Chancy's aim is to be the low dependency, low infrastructure option that's "good enough" for the vast majority of projects. It has 1 required package dependency (the postgres driver) and 1 required infrastructure dependency (postgres) while bundling everything inside a single ASGI-embeddable process (no need for separate processes like flower or beat). It's used in many of my self-hosted projects, and in a couple of commercial projects to add ETL workflows, rate limiting, and observability to projects that were previously on Celery. Going from Celery to Chancy is typically just replacing your `delay()/apply_async()` with `push()` and swapping `@shared_task()` with `@job()`.
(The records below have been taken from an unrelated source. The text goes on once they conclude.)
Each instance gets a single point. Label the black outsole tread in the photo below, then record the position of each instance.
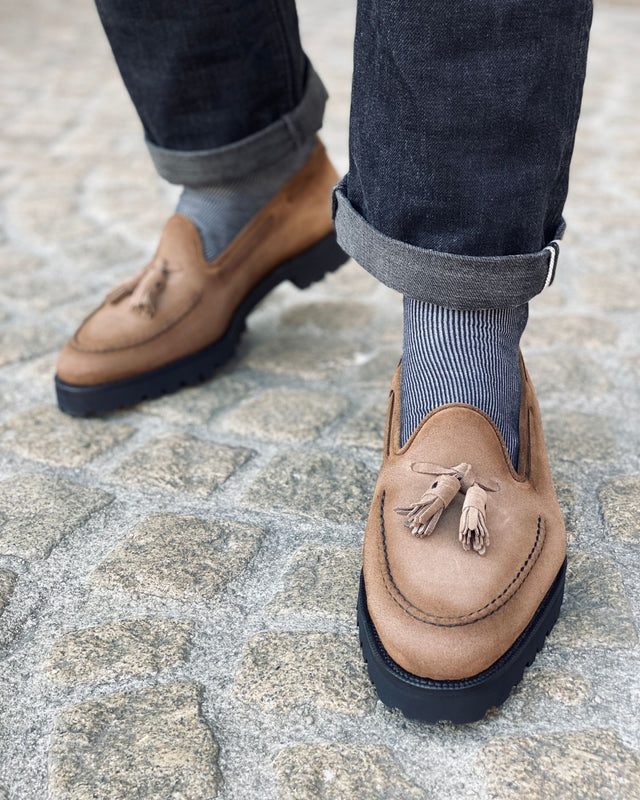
(462, 701)
(302, 270)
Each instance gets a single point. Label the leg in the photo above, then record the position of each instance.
(464, 154)
(462, 128)
(230, 107)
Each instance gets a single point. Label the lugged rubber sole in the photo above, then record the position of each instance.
(459, 701)
(302, 270)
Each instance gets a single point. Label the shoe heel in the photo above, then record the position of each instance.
(312, 265)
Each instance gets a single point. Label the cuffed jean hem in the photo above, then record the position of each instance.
(445, 279)
(238, 159)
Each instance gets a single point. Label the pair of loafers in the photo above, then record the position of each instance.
(463, 563)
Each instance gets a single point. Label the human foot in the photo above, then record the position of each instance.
(464, 561)
(181, 316)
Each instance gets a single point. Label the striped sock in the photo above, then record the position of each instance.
(220, 211)
(471, 357)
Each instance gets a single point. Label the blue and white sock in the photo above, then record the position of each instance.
(220, 211)
(471, 357)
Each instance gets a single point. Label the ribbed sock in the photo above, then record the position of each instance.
(220, 211)
(471, 357)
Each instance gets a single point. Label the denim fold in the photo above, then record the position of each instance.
(445, 279)
(256, 151)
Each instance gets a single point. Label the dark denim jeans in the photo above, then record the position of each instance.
(463, 120)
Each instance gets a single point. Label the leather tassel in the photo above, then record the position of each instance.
(124, 289)
(422, 517)
(473, 521)
(147, 294)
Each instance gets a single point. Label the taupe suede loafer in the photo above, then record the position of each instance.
(464, 562)
(178, 319)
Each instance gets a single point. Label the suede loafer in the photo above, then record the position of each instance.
(181, 317)
(463, 564)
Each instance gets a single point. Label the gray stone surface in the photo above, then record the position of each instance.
(596, 611)
(305, 356)
(586, 765)
(620, 504)
(45, 434)
(367, 428)
(273, 550)
(316, 484)
(152, 745)
(328, 316)
(286, 671)
(7, 585)
(116, 650)
(558, 685)
(285, 415)
(169, 555)
(178, 462)
(567, 375)
(195, 405)
(340, 771)
(37, 510)
(570, 331)
(575, 436)
(322, 581)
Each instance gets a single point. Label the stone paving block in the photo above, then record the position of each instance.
(570, 330)
(302, 356)
(573, 436)
(37, 510)
(115, 650)
(351, 280)
(196, 404)
(314, 484)
(21, 342)
(47, 212)
(567, 375)
(151, 744)
(328, 316)
(322, 581)
(611, 291)
(168, 555)
(567, 499)
(558, 685)
(285, 415)
(367, 428)
(620, 504)
(585, 765)
(45, 434)
(8, 582)
(284, 671)
(14, 261)
(179, 462)
(40, 293)
(596, 611)
(335, 771)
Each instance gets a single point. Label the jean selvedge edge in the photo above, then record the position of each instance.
(445, 279)
(260, 149)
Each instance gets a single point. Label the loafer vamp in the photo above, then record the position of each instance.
(443, 612)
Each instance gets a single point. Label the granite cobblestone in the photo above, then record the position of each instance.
(178, 581)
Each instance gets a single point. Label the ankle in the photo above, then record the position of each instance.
(452, 356)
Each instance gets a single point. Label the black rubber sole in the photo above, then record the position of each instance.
(460, 701)
(302, 270)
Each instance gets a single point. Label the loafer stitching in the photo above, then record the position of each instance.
(169, 325)
(459, 621)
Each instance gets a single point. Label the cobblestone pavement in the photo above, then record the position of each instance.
(177, 583)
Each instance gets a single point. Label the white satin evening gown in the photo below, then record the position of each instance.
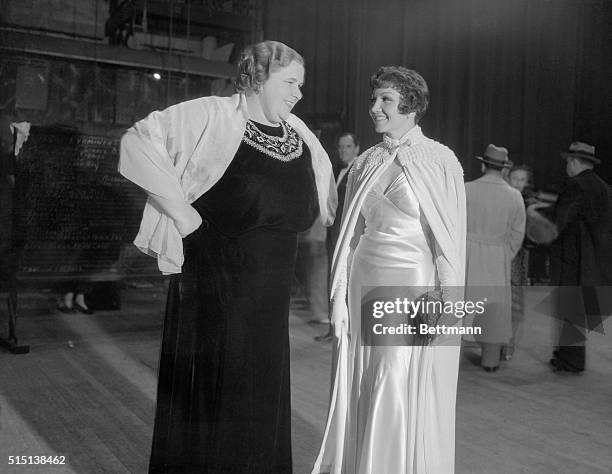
(401, 404)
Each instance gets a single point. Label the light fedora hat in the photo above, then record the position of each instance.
(496, 155)
(582, 150)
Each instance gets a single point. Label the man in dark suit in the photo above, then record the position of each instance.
(348, 150)
(581, 256)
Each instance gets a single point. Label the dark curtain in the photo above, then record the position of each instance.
(531, 75)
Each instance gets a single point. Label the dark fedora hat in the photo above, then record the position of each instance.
(496, 156)
(581, 150)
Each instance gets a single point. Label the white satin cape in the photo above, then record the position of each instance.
(179, 153)
(436, 177)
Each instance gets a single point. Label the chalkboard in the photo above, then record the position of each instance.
(75, 216)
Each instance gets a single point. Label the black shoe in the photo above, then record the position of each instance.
(65, 309)
(82, 309)
(559, 366)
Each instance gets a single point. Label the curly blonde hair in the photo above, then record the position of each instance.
(258, 60)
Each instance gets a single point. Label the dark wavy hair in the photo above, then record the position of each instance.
(259, 59)
(413, 90)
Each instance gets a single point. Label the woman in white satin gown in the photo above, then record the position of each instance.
(393, 407)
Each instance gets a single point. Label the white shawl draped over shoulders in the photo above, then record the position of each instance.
(179, 153)
(436, 177)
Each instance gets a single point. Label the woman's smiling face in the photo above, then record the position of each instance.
(384, 110)
(281, 91)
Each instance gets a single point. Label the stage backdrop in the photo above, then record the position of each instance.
(531, 75)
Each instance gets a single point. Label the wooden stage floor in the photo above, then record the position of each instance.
(86, 391)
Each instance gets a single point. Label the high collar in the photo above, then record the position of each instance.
(414, 135)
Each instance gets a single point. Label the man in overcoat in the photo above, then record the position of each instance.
(581, 256)
(495, 231)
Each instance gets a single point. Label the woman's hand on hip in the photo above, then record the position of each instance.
(188, 221)
(339, 317)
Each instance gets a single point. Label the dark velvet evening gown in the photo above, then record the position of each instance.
(223, 401)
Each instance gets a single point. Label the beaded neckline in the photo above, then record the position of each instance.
(287, 147)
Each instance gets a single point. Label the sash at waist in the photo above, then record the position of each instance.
(486, 239)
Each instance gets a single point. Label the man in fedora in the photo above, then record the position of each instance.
(581, 256)
(496, 227)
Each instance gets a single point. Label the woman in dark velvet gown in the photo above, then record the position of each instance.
(223, 399)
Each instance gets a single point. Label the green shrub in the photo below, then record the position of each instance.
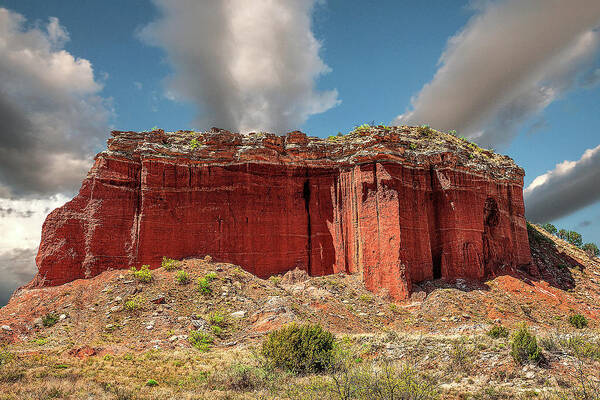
(424, 130)
(169, 264)
(132, 305)
(200, 340)
(50, 319)
(151, 383)
(299, 349)
(578, 321)
(498, 331)
(591, 249)
(5, 357)
(574, 238)
(211, 276)
(218, 319)
(204, 286)
(551, 229)
(524, 347)
(143, 275)
(182, 277)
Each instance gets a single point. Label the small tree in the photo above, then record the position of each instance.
(551, 229)
(591, 249)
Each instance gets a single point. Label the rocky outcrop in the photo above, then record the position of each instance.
(397, 205)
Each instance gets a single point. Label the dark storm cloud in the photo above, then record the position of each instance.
(52, 118)
(249, 65)
(17, 267)
(569, 187)
(9, 211)
(510, 61)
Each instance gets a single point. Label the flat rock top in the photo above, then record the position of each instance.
(416, 146)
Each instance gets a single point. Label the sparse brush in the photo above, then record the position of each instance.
(151, 383)
(211, 276)
(169, 264)
(49, 319)
(200, 340)
(204, 286)
(524, 347)
(143, 274)
(218, 319)
(182, 277)
(5, 357)
(132, 305)
(424, 130)
(498, 331)
(299, 349)
(578, 321)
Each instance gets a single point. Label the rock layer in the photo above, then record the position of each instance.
(396, 205)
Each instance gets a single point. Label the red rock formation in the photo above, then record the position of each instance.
(391, 204)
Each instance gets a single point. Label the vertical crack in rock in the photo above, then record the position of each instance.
(434, 240)
(306, 196)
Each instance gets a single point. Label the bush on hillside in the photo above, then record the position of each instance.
(498, 331)
(578, 321)
(169, 264)
(143, 274)
(551, 229)
(591, 249)
(524, 347)
(299, 349)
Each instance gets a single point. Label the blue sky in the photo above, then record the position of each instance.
(381, 54)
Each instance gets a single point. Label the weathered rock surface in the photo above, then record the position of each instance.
(397, 205)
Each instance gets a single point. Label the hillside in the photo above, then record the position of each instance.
(112, 333)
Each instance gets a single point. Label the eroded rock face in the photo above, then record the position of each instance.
(391, 204)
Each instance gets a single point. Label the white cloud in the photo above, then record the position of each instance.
(509, 62)
(53, 119)
(21, 225)
(248, 65)
(570, 186)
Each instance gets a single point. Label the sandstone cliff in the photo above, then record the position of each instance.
(397, 205)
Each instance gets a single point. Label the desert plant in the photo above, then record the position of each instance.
(210, 276)
(299, 349)
(218, 319)
(574, 238)
(182, 277)
(551, 229)
(578, 321)
(169, 264)
(204, 286)
(143, 274)
(5, 357)
(591, 249)
(200, 340)
(524, 347)
(424, 130)
(50, 319)
(132, 305)
(151, 383)
(498, 331)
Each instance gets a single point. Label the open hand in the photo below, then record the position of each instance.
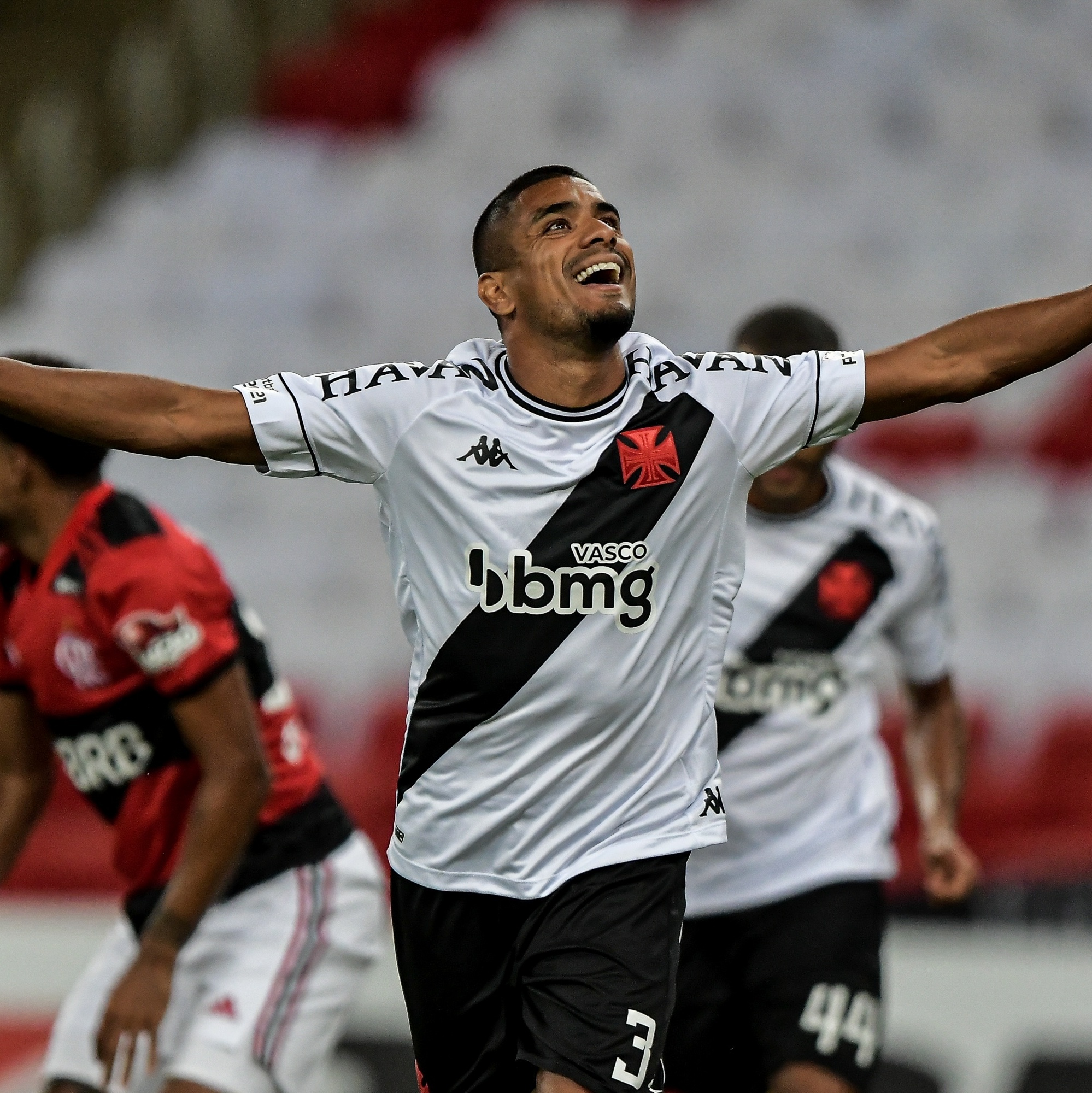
(137, 1006)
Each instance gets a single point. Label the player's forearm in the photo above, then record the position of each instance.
(977, 355)
(936, 748)
(24, 796)
(221, 821)
(135, 414)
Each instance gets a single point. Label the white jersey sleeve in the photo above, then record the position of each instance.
(343, 425)
(777, 406)
(922, 632)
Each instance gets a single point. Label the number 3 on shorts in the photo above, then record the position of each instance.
(644, 1044)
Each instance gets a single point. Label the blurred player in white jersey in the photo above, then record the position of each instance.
(566, 516)
(780, 973)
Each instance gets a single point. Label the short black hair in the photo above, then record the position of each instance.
(65, 460)
(489, 253)
(784, 331)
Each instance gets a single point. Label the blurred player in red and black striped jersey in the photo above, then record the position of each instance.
(252, 907)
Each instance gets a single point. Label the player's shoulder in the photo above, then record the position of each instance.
(715, 372)
(886, 509)
(469, 366)
(11, 574)
(132, 542)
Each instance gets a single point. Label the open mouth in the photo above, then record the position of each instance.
(601, 274)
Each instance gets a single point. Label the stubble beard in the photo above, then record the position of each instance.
(593, 333)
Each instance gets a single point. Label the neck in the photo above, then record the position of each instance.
(807, 498)
(34, 532)
(563, 374)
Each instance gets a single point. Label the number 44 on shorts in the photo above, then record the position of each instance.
(830, 1013)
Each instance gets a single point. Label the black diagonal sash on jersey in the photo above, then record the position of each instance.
(804, 627)
(492, 655)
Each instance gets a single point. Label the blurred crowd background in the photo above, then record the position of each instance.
(215, 191)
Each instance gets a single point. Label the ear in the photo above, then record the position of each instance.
(20, 465)
(494, 292)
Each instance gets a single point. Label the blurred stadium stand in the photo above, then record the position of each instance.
(218, 190)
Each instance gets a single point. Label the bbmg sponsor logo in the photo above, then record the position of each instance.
(618, 580)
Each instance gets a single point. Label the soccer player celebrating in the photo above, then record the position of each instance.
(780, 973)
(252, 908)
(568, 592)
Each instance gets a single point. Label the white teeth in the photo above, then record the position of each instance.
(584, 275)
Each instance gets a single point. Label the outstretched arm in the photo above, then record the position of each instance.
(978, 355)
(134, 414)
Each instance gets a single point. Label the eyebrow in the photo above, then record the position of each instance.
(602, 207)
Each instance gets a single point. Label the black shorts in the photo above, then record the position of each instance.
(580, 983)
(792, 982)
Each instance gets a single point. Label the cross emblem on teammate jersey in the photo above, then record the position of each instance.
(643, 452)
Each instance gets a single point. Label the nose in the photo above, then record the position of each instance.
(597, 233)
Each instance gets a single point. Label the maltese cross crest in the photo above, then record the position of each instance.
(650, 454)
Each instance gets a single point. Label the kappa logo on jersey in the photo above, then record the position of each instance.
(157, 641)
(831, 1015)
(527, 589)
(98, 760)
(78, 660)
(714, 803)
(846, 591)
(650, 454)
(814, 681)
(484, 454)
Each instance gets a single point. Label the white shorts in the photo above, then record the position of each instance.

If you have hundreds of employees and need to run hundreds of millions of jobs a day, it's never going to be the right choice - go with something like Hatchet. Chancy's for teams of one to dozens that need a simple option while still getting things like global rate limits and workflows.
I’m curious: When you say FOR UPDATE SKIP LOCKED does not scale to 25k queries/s, did you observe a threshold at which it became untenable for you?
I’m also curious about the two points of:
- buffered reads and writes
- switching all high-volume tables to use identity columns
What do you mean by these? Were those (part of) the solution to scale FOR UPDATE SKIP LOCKED up to your needs?
Those other points are mostly unrelated to the core queue, and more related to helper tables for monitoring, tracking task statuses, etc. But it was important to optimize these tables because unrelated spikes on other tables in the database could start getting us into a deteriorated state as well.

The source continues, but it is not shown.